It all started in the top floor flat of a cobblers shop in Cutler Heights Lane in 1900.

As giant chimneys coughed out smoke into the skies above Bradford, four men huddled around a wooden table and pledged to form a Socialist club.

The men were John Helliwell Squires, Arthur Tetley, Jack Hustler and Joseph Priestley and against the harsh background of the Industrial Revolution the Dudley Hill and Tong Socialist Club was born.

Little could they have imagined that a century later the club would be celebrating its 100th birthday, based in the same building in Sticker Lane, Dudley Hill, which they paid 2/6-a-week to hire.

On Wednesday, February 9 the club will celebrate its centenary with the grand re-opening of its dance hall after a £30,000 re-fit but its heart has remained firmly steeped in politics.

George Sewell, its current president and member since 1962, said: "The club has still got the old Socialist principles of doing things for the people by the people but it's a far cry from the old-style Socialism.

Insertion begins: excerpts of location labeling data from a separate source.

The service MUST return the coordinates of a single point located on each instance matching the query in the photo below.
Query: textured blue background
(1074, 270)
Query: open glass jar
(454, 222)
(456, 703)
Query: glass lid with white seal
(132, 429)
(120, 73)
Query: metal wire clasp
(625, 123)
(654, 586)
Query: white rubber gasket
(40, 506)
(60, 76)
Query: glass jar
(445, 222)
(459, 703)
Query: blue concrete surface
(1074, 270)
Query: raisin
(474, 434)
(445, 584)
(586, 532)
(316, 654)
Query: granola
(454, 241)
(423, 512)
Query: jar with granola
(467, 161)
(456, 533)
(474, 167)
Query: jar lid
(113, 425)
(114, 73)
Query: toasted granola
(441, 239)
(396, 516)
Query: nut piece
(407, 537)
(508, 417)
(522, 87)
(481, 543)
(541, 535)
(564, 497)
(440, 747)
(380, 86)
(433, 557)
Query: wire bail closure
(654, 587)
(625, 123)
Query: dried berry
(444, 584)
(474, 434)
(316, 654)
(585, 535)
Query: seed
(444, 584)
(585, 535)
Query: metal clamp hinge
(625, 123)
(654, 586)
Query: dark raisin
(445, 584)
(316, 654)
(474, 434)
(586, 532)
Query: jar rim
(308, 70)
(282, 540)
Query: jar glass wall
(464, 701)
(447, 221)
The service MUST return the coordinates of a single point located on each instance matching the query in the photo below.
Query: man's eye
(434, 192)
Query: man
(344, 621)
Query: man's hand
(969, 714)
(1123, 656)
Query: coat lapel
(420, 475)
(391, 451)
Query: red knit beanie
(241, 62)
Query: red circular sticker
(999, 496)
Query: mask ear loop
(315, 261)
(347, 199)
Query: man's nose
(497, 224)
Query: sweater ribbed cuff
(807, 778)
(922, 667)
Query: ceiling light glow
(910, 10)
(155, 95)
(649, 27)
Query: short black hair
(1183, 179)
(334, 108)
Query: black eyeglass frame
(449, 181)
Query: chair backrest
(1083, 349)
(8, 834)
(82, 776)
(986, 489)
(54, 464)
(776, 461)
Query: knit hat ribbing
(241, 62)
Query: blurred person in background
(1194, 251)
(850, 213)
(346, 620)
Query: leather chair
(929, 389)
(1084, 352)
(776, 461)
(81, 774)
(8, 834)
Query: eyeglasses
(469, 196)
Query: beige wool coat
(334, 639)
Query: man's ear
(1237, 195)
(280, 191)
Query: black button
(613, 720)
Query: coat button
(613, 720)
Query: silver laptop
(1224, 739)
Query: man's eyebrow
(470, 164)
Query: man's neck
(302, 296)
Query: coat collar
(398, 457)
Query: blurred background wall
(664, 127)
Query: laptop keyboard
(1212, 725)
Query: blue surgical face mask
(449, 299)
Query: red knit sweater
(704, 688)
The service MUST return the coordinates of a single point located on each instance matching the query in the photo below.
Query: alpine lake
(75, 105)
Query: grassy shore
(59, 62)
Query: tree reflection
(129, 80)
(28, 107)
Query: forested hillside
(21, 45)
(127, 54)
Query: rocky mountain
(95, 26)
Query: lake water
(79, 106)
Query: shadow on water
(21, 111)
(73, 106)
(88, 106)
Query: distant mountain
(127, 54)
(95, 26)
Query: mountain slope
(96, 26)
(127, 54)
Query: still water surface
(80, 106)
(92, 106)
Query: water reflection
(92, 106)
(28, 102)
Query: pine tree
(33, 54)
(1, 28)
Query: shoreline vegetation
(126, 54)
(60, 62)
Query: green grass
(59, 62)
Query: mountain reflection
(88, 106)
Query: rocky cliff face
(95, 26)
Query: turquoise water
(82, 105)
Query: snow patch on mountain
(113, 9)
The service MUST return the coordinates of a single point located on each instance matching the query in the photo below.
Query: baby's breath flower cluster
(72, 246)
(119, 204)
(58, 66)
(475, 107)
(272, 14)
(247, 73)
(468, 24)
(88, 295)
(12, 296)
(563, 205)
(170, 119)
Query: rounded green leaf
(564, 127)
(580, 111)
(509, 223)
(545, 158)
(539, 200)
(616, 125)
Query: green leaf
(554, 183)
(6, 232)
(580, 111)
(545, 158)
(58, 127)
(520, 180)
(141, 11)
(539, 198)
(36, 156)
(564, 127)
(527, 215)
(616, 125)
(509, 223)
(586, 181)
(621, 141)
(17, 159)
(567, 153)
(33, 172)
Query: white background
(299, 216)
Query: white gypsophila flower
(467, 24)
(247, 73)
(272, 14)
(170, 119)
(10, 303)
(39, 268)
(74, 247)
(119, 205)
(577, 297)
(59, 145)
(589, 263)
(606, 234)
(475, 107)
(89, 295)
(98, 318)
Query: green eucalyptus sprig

"In the fifties and sixties if Labour party members came into the club then you'd stand aside and you wouldn't be allowed into the room where they were meeting. That doesn't happen now.

"We've still got some old-timers like myself but most members are aged between 18 and 40. I think the future of the club is about looking after these people and getting them involved with the club."

Bradford South MP Gerry Sutcliffe, who is a life member, said as the focal point of the Tong Labour Party and an official counting office, the club was the scene of many an election victory for the area's MPs and councillors.

He said Leader of the House Commons Margaret Beckett MP and fire-brand Labour MP Dennis Skinner had both given speeches to eager listeners crammed into the dance hall.

Mr Sutcliffe added: "The club has a place in my heart because it was where I watched the Labour government's general election victory in 1997.

"The Labour Party was born in Bradford in 1893 and the club has a rich heritage with the party. It is a place where you can come to enjoy yourself but also raise a political point with your local councillor or MP."

Andrew McLachlan, 78, also a life member, was the club's entertainment agent in the 1950s and 1960s.

He said: "We've had them all here. PJ Proby sang here, just after he famously split his trousers on stage, and Gerry Marsden who sang Ferry across the Mersey. I got the London Busker Don Partridge to play here although he didn't like the North and Terry Durham also performed at the club, the first female impersonator to come to Bradford."

The club's secretary Roy Render, a life member after joining in 1961, said the club had grown from a membership of just seven in 1900 to its present figure of more than 700.

He said membership reached a peak at almost 900 members in its heyday during the 1950s and early 1960s. Women were only allowed to join as full members in 1993 and pay the straight membership fees of £2.50-a-year.